Amazon is investigating how an Echo recorded a conversation and sent that to another person, after one Portland couple claims the smart speaker eavesdropped on their discussion. The incident, which Amazon has described as “an extremely rare occurrence,” is likely to reignite concerns around privacy, the Internet of Things, and increasingly connected devices.
The smart speaker owner says that she received a call from an employee of her husband in Seattle, telling them that he’d received audio files of recordings from inside the house. “We unplugged all of them and he proceeded to tell us that he had received audio files of recordings from inside our house,” she told KIRO 7. “At first, my husband was, like, ‘no you didn’t!’ And the (recipient of the message) said ‘You sat there talking about hardwood floors.’ And we said, ‘oh gosh, you really did hear us.'”
The person who received the files was one of the existing contacts Alexa can use to place voice calls via an Echo speaker. Those calls are optional, and the communications feature must first be enabled through the Alexa app. Amazon also offers a Drop-In feature, which optionally allows certain approved contacts to make an automatic connection – either solely voice or, if to an Echo with a screen and camera, video too – and begin chatting immediately.
When the Echo owner contacted Amazon, she says, an engineer apparently confirmed the issue from their account logs. However, he did not explain specifically how the situation had come about. “He told us that the device just guessed what we were saying,” the owner claims, presumably referring to Alexa’s ability to send a voice recording message to another user.
The company, meanwhile, confirmed the incident though is yet to give any further details. “Amazon takes privacy very seriously,” a spokesperson said in a statement. “We investigated what happened and determined this was an extremely rare occurrence. We are taking steps to avoid this from happening in the future.”

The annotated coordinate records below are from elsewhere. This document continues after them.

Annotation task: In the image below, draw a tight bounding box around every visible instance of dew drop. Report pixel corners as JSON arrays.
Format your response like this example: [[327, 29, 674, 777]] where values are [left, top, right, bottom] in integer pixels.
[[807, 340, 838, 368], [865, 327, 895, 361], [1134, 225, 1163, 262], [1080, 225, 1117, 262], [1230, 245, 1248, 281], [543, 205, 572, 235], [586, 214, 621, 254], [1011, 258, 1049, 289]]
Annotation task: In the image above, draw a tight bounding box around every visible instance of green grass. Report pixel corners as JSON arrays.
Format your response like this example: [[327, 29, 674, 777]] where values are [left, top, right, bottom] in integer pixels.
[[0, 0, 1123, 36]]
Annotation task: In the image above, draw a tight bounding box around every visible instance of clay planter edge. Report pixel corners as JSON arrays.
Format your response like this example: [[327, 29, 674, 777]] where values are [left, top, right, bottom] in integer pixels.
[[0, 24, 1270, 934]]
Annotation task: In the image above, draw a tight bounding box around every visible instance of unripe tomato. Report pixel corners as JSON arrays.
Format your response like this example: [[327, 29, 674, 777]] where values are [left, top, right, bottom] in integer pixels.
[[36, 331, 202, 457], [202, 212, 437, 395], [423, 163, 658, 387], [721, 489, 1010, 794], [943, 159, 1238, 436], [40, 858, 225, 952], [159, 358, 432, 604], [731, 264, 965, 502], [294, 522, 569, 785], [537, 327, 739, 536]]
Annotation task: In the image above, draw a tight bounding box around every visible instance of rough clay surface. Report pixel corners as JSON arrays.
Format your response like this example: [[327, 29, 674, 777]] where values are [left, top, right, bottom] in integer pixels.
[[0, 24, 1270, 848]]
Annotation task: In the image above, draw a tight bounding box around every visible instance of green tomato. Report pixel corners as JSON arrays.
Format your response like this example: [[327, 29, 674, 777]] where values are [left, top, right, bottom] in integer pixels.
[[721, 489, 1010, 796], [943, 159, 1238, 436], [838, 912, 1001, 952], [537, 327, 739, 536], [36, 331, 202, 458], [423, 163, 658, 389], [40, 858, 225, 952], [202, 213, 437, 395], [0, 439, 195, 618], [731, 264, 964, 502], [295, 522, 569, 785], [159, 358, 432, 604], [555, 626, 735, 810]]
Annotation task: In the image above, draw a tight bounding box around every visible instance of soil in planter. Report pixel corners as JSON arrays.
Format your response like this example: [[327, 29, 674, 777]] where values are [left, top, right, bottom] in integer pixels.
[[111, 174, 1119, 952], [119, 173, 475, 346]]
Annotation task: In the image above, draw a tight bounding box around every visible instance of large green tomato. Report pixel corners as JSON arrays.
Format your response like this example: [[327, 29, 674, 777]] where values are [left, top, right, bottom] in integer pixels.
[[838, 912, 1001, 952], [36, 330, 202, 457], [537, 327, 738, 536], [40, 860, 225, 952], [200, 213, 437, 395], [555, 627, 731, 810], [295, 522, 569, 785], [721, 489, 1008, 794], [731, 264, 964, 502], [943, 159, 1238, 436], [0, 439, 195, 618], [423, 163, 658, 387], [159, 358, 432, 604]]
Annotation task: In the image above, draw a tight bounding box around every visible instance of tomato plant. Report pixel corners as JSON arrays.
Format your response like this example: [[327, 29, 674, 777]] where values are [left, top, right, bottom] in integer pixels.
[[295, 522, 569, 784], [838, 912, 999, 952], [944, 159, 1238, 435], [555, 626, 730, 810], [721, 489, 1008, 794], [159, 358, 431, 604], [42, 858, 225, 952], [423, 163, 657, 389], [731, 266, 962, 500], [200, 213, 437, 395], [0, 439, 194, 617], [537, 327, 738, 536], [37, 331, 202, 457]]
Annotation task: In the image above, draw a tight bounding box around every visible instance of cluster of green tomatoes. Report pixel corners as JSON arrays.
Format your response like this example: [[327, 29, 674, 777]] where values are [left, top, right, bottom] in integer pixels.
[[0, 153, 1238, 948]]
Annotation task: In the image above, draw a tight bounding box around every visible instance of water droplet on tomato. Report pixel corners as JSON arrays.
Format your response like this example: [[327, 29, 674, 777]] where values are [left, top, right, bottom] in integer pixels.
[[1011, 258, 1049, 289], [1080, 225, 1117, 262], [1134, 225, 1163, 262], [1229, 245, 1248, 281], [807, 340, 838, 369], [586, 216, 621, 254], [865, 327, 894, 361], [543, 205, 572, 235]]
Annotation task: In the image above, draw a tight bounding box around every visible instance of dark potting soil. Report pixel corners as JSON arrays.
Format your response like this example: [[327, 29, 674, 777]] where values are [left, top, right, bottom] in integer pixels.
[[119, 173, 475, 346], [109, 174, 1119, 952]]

Echo Voice Messages were added to the speaker a little over a year ago, as a subset of the calling feature. The system is meant to be triggered by saying “Alexa, message Dad,” or whichever contact name is wanted, after which point the speaker prompts the user to first confirm the contact and then say their message. Voice messages can be sent to other Echo speakers, or to the Alexa smartphone app.
The dangers of bring an always-on microphone into the home have been a common concern since smart speakers like Amazon Echo first debuted, and something Amazon and others have pushed back against repeatedly. Although the microphones might constantly be listening out for the wake word – by default “Alexa,” though that is customizable – the retailer insists that the devices aren’t constantly streaming to the cloud.
“Amazon Echo, Echo Plus, and Echo Dot use on-device keyword spotting to detect the wake word,” Amazon explains. “When these devices detect the wake word, they stream audio to the Cloud, including a fraction of a second of audio before the wake word.” That extra snippet of audio is used to further understand the context of the command being issued.
Those commands, and the audio related to them, are logged in the Alexa app. Indeed, Amazon allows users to submit feedback on the accuracy of the assistant’s understanding: if the AI doesn’t recognize what you actually said, you can submit the recording as part of a report, which Amazon says will help better tune the system over time. It’s also possible to delete those recording logs.
Update: In a statement, Amazon has blamed an unusual conflation of errors – including Alexa mistakenly hearing her wake word – for the issue:
“Echo woke up due to a word in background conversation sounding like “Alexa.” Then, the subsequent conversation was heard as a “send message” request. At which point, Alexa said out loud “To whom?” At which point, the background conversation was interpreted as a name in the customer’s contact list. Alexa then asked out loud, “[contact name], right?” Alexa then interpreted background conversation as “right.” As unlike as this string of events is, we are evaluating options to make this case even less likely.”